Copyright, Susan Wojicki (CEO di YouTube) definisce la riforma europea una minaccia: ‘A rischio creatori, artisti, imprese e migliaia di posti di lavoro'

Copyright, Susan Wojicki (CEO di YouTube) definisce la riforma europea una minaccia: ‘A rischio creatori, artisti, imprese e migliaia di posti di lavoro'

Il CEO di YouTube Susan Wojicki, in linea con le posizioni dei giganti della tecnologia e del web, non è per nulla contenta della nuova riforma sul copyright, relativamente alla quale il parlamento europeo ha approvato il mandato negoziale – per l’okay definitivo dovrà superare il confronto tra il parlamento, la Commissione e il Consiglio – lo scorso mese di settembre, denunciando come essa costituisca una minaccia per i contenuti proposti dagli utenti più piccoli, con il rischio che YouTube venga monopolizzato da un piccolo numero di grandi aziende.

“L’articolo 13, come scritto, minaccia di zittire la capacità di milioni di persone – dai creatori come te agli utenti di tutti i giorni – di caricare contenuti su piattaforme come YouTube”, ha scritto Wojicki nella sua nota rivolta ai creatori di contenuti, pubblicata nel pomeriggio e riportata da, tra gli altri, Music Ally. Proseguendo:

Minaccia di impedire agli utenti dell’Unione Europea di vedere contenuti che sono già vivi sui canali dei creatori ovunque.

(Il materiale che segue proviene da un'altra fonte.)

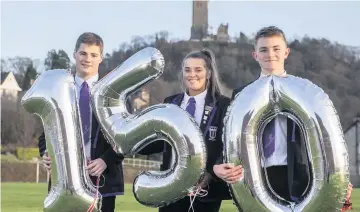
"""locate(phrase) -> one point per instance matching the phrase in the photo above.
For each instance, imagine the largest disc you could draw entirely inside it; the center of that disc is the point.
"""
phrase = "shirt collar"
(264, 75)
(198, 98)
(91, 81)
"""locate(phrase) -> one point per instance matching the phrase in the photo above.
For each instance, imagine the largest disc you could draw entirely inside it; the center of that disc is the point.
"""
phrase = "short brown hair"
(90, 38)
(269, 32)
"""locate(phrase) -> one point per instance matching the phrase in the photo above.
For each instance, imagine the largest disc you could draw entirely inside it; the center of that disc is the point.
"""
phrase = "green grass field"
(29, 197)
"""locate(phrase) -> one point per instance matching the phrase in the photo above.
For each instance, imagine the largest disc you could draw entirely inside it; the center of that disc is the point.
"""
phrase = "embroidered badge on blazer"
(207, 112)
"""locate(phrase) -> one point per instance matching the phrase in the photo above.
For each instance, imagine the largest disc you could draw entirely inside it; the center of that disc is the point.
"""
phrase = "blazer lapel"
(178, 99)
(95, 131)
(208, 114)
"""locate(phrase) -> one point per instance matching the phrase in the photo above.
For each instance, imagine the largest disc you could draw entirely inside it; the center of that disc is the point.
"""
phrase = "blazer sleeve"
(42, 144)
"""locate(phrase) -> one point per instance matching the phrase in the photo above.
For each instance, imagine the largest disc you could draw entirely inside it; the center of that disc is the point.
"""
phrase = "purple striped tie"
(191, 106)
(85, 111)
(269, 139)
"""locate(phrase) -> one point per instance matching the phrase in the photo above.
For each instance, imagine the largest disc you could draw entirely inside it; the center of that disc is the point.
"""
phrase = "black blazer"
(217, 189)
(297, 160)
(100, 148)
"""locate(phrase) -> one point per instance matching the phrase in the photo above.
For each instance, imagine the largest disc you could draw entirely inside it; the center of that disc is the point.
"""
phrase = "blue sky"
(31, 28)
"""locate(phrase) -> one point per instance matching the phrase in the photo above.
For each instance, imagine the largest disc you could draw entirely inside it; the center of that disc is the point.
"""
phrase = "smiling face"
(271, 53)
(87, 60)
(194, 75)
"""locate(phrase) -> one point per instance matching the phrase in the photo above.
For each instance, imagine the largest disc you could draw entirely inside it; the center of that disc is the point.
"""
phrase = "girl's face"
(194, 75)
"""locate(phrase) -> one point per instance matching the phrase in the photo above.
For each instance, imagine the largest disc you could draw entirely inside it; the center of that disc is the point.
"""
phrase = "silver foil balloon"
(53, 98)
(313, 111)
(129, 133)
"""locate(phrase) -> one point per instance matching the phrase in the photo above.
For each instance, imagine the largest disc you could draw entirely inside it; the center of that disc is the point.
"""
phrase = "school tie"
(191, 106)
(84, 103)
(269, 139)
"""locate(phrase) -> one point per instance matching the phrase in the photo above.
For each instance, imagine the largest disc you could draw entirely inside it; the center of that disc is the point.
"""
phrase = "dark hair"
(90, 38)
(269, 32)
(213, 83)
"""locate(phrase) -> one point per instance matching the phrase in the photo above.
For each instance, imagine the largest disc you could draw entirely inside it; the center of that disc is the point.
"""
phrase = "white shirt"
(91, 82)
(199, 110)
(199, 105)
(279, 157)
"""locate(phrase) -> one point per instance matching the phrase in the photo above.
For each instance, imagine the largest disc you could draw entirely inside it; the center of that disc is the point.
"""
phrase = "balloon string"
(199, 193)
(96, 195)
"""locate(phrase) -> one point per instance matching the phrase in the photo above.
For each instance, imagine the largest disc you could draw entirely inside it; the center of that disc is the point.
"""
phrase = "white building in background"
(9, 88)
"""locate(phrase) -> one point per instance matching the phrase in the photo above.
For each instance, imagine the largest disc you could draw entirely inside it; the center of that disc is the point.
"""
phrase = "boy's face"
(87, 60)
(271, 53)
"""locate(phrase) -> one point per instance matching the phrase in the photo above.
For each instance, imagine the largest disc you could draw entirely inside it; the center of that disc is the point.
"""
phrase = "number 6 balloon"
(129, 133)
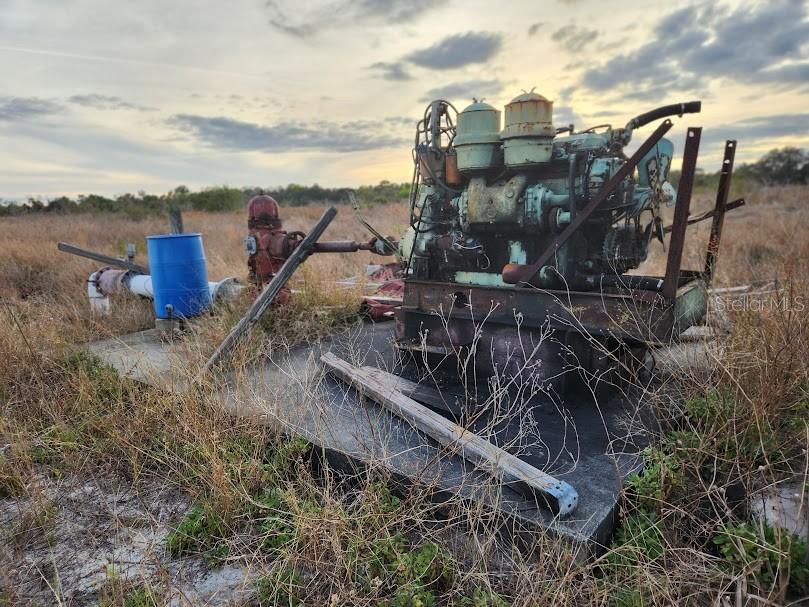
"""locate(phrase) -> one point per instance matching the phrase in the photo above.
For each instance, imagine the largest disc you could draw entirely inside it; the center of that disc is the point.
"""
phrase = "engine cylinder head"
(477, 139)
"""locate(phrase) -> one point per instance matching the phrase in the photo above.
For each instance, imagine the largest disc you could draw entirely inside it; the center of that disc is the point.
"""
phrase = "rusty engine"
(521, 237)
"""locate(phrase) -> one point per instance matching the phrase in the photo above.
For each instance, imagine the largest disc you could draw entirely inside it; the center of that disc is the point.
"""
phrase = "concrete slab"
(591, 445)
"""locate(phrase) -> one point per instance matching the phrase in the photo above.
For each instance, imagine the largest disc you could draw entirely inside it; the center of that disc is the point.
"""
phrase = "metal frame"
(450, 313)
(720, 209)
(681, 210)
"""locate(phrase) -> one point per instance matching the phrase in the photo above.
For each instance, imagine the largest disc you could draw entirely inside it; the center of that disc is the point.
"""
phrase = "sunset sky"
(109, 97)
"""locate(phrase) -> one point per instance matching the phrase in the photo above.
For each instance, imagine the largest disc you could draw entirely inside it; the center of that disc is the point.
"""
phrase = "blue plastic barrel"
(179, 275)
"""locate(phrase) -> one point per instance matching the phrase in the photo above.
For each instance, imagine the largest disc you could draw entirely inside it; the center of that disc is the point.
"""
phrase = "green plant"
(277, 523)
(484, 597)
(638, 540)
(662, 475)
(407, 574)
(197, 532)
(281, 587)
(768, 556)
(145, 596)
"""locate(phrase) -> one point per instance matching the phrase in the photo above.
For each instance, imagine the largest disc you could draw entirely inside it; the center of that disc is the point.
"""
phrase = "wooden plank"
(445, 401)
(270, 292)
(557, 495)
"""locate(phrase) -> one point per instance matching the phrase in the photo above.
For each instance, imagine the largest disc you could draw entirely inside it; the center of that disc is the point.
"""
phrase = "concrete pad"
(591, 445)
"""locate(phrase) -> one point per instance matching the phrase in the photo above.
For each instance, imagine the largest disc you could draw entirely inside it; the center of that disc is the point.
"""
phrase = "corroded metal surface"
(590, 444)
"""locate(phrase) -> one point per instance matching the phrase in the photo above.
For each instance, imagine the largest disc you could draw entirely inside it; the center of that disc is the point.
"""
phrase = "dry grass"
(306, 534)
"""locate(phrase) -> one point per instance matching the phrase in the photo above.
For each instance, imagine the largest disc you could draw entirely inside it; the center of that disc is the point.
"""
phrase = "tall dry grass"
(265, 502)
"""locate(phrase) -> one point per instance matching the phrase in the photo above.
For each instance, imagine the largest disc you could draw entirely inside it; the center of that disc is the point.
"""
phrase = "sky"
(109, 97)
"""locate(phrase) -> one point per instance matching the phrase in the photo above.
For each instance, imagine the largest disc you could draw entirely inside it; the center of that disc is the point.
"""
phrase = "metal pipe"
(571, 182)
(112, 261)
(99, 289)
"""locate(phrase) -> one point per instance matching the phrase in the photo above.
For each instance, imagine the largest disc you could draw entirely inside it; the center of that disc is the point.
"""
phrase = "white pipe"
(140, 284)
(99, 303)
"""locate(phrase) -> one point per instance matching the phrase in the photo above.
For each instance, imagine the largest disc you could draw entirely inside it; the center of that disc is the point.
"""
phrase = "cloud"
(391, 71)
(105, 102)
(697, 44)
(303, 21)
(235, 135)
(13, 109)
(534, 28)
(458, 51)
(464, 90)
(574, 38)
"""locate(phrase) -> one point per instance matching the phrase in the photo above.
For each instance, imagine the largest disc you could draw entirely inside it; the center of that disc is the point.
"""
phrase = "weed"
(482, 597)
(279, 588)
(197, 532)
(638, 540)
(770, 558)
(661, 477)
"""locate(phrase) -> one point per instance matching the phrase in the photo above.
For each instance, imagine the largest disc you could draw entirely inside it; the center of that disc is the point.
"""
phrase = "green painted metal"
(477, 139)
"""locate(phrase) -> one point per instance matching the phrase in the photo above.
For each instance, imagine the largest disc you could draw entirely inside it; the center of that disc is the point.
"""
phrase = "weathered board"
(590, 445)
(560, 497)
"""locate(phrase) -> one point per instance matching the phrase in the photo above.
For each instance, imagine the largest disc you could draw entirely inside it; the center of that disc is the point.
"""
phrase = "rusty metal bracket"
(720, 209)
(516, 273)
(733, 204)
(674, 262)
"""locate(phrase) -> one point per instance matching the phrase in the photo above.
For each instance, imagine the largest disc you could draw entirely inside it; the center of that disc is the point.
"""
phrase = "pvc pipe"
(141, 284)
(99, 303)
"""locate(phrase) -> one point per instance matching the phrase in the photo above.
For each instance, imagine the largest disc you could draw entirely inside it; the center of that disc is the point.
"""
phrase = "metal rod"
(110, 261)
(720, 209)
(175, 221)
(270, 292)
(734, 204)
(671, 281)
(514, 273)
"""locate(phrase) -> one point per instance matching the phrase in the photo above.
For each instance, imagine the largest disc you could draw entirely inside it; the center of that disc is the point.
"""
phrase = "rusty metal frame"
(671, 281)
(513, 273)
(720, 209)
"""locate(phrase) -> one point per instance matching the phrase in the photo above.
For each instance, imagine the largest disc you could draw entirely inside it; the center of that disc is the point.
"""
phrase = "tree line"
(214, 199)
(782, 166)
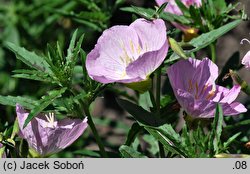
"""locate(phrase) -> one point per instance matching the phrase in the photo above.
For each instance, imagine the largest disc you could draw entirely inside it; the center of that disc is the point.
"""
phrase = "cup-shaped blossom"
(128, 54)
(173, 8)
(2, 149)
(193, 82)
(246, 60)
(46, 135)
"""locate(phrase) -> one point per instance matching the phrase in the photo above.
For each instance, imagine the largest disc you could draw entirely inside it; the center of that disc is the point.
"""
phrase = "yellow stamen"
(196, 90)
(132, 47)
(190, 87)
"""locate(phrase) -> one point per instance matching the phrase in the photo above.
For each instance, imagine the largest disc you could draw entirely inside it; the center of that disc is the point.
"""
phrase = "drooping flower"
(246, 59)
(46, 135)
(193, 82)
(128, 54)
(2, 151)
(173, 8)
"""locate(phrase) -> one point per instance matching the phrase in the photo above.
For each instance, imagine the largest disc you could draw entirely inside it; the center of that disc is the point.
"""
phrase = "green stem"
(158, 89)
(96, 135)
(213, 51)
(158, 105)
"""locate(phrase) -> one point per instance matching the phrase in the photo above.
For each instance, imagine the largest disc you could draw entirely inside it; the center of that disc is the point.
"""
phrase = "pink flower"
(3, 154)
(46, 135)
(193, 82)
(128, 54)
(173, 8)
(246, 60)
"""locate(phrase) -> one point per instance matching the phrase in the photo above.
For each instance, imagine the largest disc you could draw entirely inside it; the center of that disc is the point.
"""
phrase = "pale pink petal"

Questi includono l’incredibile libreria video di YouTube di contenuti educativi, come lezioni di lingua, tutorial di fisica e altri tutorial di tipo “how-to”. 

La ragione risiederebbe, scrive Music Ally, nel fatto che il tipo di contenuti indicati dalla Wojick, sempre più fiorente negli ultimi anni, sarebbe anche quello più ricco di clip e altri materiali soggetti a copyright. È anche vero, fa notare Music Ally, che il testo finale potrebbe far rientrare i contenuti di genere educativo all’interno di una casistica eccezionale che finirebbe per rendere YouTube il giudice dietro alla scelta finale di bloccare o meno video con queste caratteristiche.

Prosegue così il CEO del colosso del video streaming con la sua lettura:

Questa legislazione è una minaccia sia per il vostro sostentamento sia per la vostra abilità di condividere la vostra voce nel mondo. E, se sviluppato come indicato, l’articolo 13 minaccia centinaia di migliaia di posti di lavoro, di creatori europei, di imprese e di artisti, così come le persone che lavorano per loro.

Chi uscirebbe dunque indenne dalla riforma? Secondo Susan Wojicki, le grosse compagnie: “La proposta” – spiega – “costringerebbe piattaforme come YouTube a consentire il caricamento solo di contenuti di un piccolo gruppo di grandi aziende. Sarebbe troppo rischioso per le piattaforme ospitare contenuti di creatori più piccoli perché ora sarebbero direttamente responsabili per quei contenuti”.

In attesa del voto finale di Strasburgo la Wojicki ha poi invitato i creatori di contenuti di YouTube a sostenere la campagna #SaveYourInternet, in opposizione alla riforma.